Iman and David Bowie at Michael Caine

Iman and David Bowie at Michael Caine’s book party, 1992

African Queen


October 2009

Brains—and not a little toughness—have always belied the glamorous beauty of Seventies catwalk star Iman. “I’ve been a bitch more than once,” she told W in 1991. “I believe very much in revenge. I’m like a black Italian. I lose my temper very fast, and I can get very heated.”

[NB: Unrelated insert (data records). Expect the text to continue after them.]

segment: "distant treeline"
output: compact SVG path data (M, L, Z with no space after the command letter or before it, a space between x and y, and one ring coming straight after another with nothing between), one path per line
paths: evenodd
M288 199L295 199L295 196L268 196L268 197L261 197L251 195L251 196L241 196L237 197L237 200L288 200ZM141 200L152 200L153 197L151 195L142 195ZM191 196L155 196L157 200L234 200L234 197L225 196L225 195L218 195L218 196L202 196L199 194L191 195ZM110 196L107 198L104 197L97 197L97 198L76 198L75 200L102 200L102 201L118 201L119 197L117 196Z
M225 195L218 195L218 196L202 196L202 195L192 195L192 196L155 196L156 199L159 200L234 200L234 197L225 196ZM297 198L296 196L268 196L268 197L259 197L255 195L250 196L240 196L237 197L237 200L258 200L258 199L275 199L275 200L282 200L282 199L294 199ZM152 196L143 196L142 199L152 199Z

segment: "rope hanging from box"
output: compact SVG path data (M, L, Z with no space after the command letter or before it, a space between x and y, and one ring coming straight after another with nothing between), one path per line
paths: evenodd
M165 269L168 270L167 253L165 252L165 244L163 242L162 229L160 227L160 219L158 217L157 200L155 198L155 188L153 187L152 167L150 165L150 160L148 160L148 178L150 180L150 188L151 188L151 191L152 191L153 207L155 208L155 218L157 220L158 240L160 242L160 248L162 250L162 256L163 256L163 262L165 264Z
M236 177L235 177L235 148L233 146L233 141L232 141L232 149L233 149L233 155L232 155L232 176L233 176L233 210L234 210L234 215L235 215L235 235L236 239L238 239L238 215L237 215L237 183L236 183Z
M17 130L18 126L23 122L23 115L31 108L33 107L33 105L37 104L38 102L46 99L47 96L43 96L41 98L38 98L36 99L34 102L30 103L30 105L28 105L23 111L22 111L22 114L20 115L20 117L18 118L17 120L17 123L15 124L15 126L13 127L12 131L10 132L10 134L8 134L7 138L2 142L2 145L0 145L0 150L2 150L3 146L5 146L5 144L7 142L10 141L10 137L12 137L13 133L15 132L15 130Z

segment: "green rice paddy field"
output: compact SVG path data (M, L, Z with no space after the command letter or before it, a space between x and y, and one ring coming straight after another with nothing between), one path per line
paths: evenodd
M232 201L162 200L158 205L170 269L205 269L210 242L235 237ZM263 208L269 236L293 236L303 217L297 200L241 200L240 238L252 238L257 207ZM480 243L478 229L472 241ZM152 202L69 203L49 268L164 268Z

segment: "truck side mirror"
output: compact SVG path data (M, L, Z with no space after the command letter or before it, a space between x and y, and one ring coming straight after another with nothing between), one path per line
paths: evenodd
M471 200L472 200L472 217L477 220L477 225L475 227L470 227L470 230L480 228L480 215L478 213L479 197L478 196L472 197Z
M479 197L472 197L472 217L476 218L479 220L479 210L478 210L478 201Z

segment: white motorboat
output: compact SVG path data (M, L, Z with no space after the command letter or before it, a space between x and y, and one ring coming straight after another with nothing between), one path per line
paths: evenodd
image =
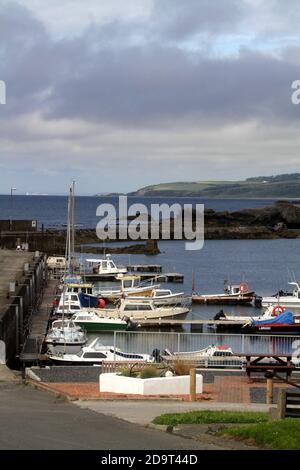
M154 284L153 281L141 283L140 276L128 275L119 277L121 281L121 288L102 289L100 288L98 294L109 302L124 298L125 296L139 296L150 297L154 289L160 287L159 284Z
M82 292L63 292L54 303L54 316L72 316L83 308L97 308L99 299L96 295Z
M96 338L90 345L85 346L77 354L49 354L56 364L64 365L101 365L105 361L124 362L154 362L154 358L149 354L126 353L113 346L104 346L99 338Z
M161 358L166 362L192 362L198 367L233 367L242 368L245 357L235 356L229 346L210 345L199 351L171 352L165 349Z
M282 307L300 308L299 284L297 282L289 282L289 285L294 286L293 292L279 291L277 294L270 297L263 297L262 306L282 305Z
M153 289L151 300L154 305L163 307L164 305L181 305L183 302L191 302L190 297L185 297L184 292L172 292L170 289ZM130 296L131 300L147 300L149 297Z
M102 315L116 318L129 317L133 321L184 317L188 312L188 307L174 307L172 305L158 307L151 298L132 300L131 297L120 299L115 308L101 309Z
M87 259L86 262L92 267L94 274L103 277L127 273L127 269L124 266L117 266L109 254L106 255L105 259L93 258Z
M45 339L47 347L53 353L76 353L86 342L86 332L70 320L54 321Z
M100 313L101 312L101 313ZM82 309L75 313L72 317L75 325L81 326L86 331L95 333L101 331L121 331L129 327L128 321L122 318L112 318L103 314L103 310L99 313L95 310Z
M204 368L244 368L247 363L246 355L236 355L232 351L231 347L225 345L216 346L212 344L204 349L200 349L199 351L175 353L169 349L165 349L163 354L160 354L160 352L156 350L153 351L153 355L159 355L160 359L167 363L172 364L174 362L178 363L180 361L184 361ZM276 360L272 357L265 358L264 362L276 364ZM293 363L297 368L300 366L300 358L297 355L293 355Z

Whether you call her bitchy or just outspoken, the Somalian-born model has never been afraid to speak her mind. After retiring from the runway in 1989, Iman moved to Hollywood to pursue acting and was less than impressed with the local sartorial sense. “[People in L.A.] are terrible dressers, the worst,” she told W in the 1991 interview. “Someone should tell them there’s a difference between gym wear and dinner wear.” By contrast, Iman, who married stylish rocker David Bowie in 1992, was fond of renting dramatic vintage frocks and sporting gravity-­defying hairdos (which garnered her a tongue-in-cheek “Pile It High” award from Women’s Wear Daily, W’s sister publication, in 1994).

Her wry wit—which she has freely turned on herself—has allowed her to get away with more irreverent observations than the average glamazon. At the 1998 book party for The Jungle ABC, illustrated by Michael Roberts (Iman wrote the foreword), she quipped that the tome was ideal for fashion folk. “For the fashion industry, an ABC is like War and Peace,” she told WWD. And at Oscar de la Renta’s pink-theme party in 1997, she opined, “I usually like a very trashy pink. Oscar doesn’t do that…. Usually, who has the best of those pinks are the drag queens.”

As a pioneering cosmetics guru, Iman knows her hues. In 1994 she launched her own line for women of color, drawing on expertise built early in her career, when makeup artists rarely had foundation that matched her skin tone and she had to mix her own. Honored at the 2005 Cosmetic Executive Women Achiever Awards, Iman left her sardonic streak at home. “I feel like the best is yet to come,” she said. “Women of color have been accepted not as exotic birds but as beauties.”